Woofer thump when preamp comes out of standby


Hello all, just recently purchased a Belles 350a power amplifier here on audiogon. Placed it in my system and now I have thumping woofers as soon as my preamp comes out of standby to ready mode. The preamp is a conrad Johnson PV-7. The Belles replaced a pair of Cary SLM -70 monoblock tube amps. I had never had this problem with them. Any ideas what might be causing this problem? Would a dedicated 20 amp line to the power amp solve the problem or is this more of a ground loop problem? Also wondering if the preamp is inverting and the amp isn't, could that be the culprit? Any help would be greatly appreciated.
Thank you!
skipper320
I put my cary tube amps back in the system and the problem is there. I have tracked it down to the preamp. I tried changing tubes with some extras I had, no help. With the cover off and a power line glove on, I moved the line stage tubes just a bit and the hum changed with every tiny move. I swapped a SS preamp into the system and the problem isn't there so I am going with a problem with the preamp. I tried switching the speaker wires as indicated and that didn't work. I also tried as suggested to power up the source and allow the preamp to come out of standby before powering up the amp and the problem is still there. The only time the problem goes away is when intake the CJ PV-7 out of the system completely. I guess I'll send it back to CJ to have them troubleshoot it. Could it be just a bad tube socket? The preamp IS 30+ years old.
Thanks for all the help
It sounds as if your PV-7 could be leaking DC to the output, possibly a faulty cap that needs to be replaced.
Called Conrad Johnson.
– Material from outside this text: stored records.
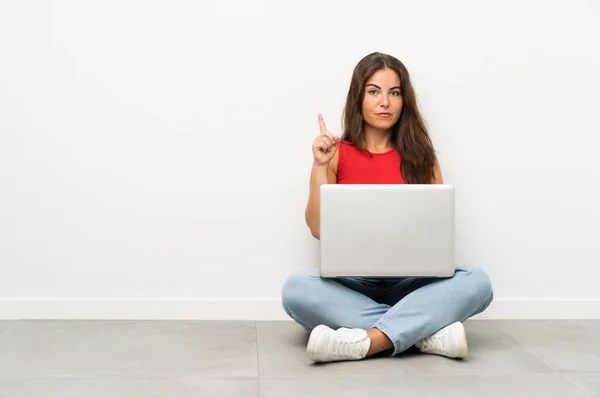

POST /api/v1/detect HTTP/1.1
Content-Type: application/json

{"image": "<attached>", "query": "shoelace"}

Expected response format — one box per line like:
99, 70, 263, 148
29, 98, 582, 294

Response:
333, 333, 362, 358
421, 335, 446, 355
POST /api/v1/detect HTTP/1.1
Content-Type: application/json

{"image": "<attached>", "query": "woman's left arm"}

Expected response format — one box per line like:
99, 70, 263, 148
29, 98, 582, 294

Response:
431, 157, 444, 184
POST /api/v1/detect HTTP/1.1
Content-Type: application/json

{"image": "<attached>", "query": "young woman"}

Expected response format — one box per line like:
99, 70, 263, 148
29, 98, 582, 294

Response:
282, 53, 493, 362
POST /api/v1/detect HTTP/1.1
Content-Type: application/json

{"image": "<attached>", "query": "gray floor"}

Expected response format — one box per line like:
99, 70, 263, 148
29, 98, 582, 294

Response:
0, 321, 600, 398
They said it sounds like a power supply problem. They want quite a bit of $$ to look at it. I'm wondering if it's even worth the cost as old as it is.

I agree that preamp should be turned on before the final. If you do it that way, there is no thump, right? Some preamps output a wave when their power rises, then settle back to normal. There is such a thing as a no-thump circuit, but some preamps don't have it, and that is why people have the habit of not turning on the finals until the preamp settles. To make a no-thump input, the designer has add a circuit that disables the preamp output for a couple seconds until the channel settles in. It's one of those nice little touches to the design.

If the preamp output had a leaky output coupler cap you can measure the leakage with a DC meter. After the preamp is up, output should read zero volts if the output is OK. A quick meter will also show you the "thump" wave when you turn it on.

If you power the preamp first, then the final, and still get a thump, then you might have leaky coupler cap in preamp.